GMM 假設資料是由 K 個高斯分布混合而成。與 K-Means 不同，GMM 給出的是「機率性」的聚類結果。

---

## 參考資源

- Bishop PRML Ch. 9.2-9.3: Mixtures of Gaussians and EM

In [None]:
import numpy as np
import matplotlib.pyplot as plt
from matplotlib.patches import Ellipse

plt.rcParams['figure.figsize'] = [10, 6]
np.random.seed(42)

print("環境設定完成！
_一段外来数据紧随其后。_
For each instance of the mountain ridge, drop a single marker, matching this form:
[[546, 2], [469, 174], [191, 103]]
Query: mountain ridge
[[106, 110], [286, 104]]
")

---

## Part 1: Gaussian Mixture Model

### 模型定義

GMM 假設資料點 $x$ 來自 K 個高斯分布的混合：

$$p(x) = \sum_{k=1}^K \pi_k \mathcal{N}(x | \mu_k, \Sigma_k)$$

其中：
- $\pi_k$：第 k 個成分的混合係數（權重），$\sum_k \pi_k = 1$
- $\mu_k$：第 k 個高斯的均值
- $\Sigma_k$：第 k 個高斯的協方差矩陣

### 多元高斯分布

$$\mathcal{N}(x | \mu, \Sigma) = \frac{1}{(2\pi)^{D/2} |\Sigma|^{1/2}} \exp\left(-\frac{1}{2}(x-\mu)^T \Sigma^{-1} (x-\mu)\right)$$

In [None]:
def multivariate_gaussian(x, mean, cov):
    """
    計算多元高斯分布的機率密度
    
    Parameters
    ----------
    x : np.ndarray, shape (N, D) or (D,)
        資料點
    mean : np.ndarray, shape (D,)
        均值
    cov : np.ndarray, shape (D, D)
        協方差矩陣
    
    Returns
    -------
    np.ndarray, shape (N,) or float
        機率密度值
    """
    x = np.atleast_2d(x)
    N, D = x.shape
    
    # 計算常數項
    det_cov = np.linalg.det(cov)
    norm_const = 1.0 / (np.power(2 * np.pi, D/2) * np.sqrt(det_cov))
    
    # 計算指數項
    cov_inv = np.linalg.inv(cov)
    diff = x - mean  # shape (N, D)
    
    # (x-μ)^T Σ^{-1} (x-μ)
    exponent = np.sum(diff @ cov_inv * diff, axis=1)  # shape (N,)
    
    pdf = norm_const * np.exp(-0.5 * exponent)
    
    return pdf.squeeze()


# 測試
print("=== 測試多元高斯分布 ===")

mean = np.array([0, 0])
cov = np.array([[1, 0.5], [0.5, 1]])

# 在均值處的密度應該最大
print(f"p([0, 0]) = {multivariate_gaussian([0, 0], mean, cov):.4f}")
print(f"p([1, 1]) = {multivariate_gaussian([1, 1], mean, cov):.4f}")
print(f"p([3, 3]) = {multivariate_gaussian([3, 3], mean, cov):.6f}")

In [None]:
# 生成 GMM 測試資料
def generate_gmm_data(n_samples=300, seed=42):
    """
    生成 GMM 測試資料
    """
    np.random.seed(seed)
    
    # 3 個高斯成分
    means = [
        np.array([0, 0]),
        np.array([4, 4]),
        np.array([8, 0])
    ]
    
    covs = [
        np.array([[1, 0.5], [0.5, 1]]),
        np.array([[1.5, -0.3], [-0.3, 0.5]]),
        np.array([[0.8, 0], [0, 2]])
    ]
    
    weights = [0.3, 0.4, 0.3]
    
    X_list = []
    y_list = []  # 真實成分標籤
    
    for k in range(3):
        n_k = int(n_samples * weights[k])
        X_k = np.random.multivariate_normal(means[k], covs[k], n_k)
        X_list.append(X_k)
        y_list.append(np.full(n_k, k))
    
    X = np.vstack(X_list)
    y = np.concatenate(y_list)
    
    idx = np.random.permutation(len(y))
    return X[idx], y[idx], means, covs, weights


# 視覺化
X, y_true, true_means, true_covs, true_weights = generate_gmm_data(n_samples=300)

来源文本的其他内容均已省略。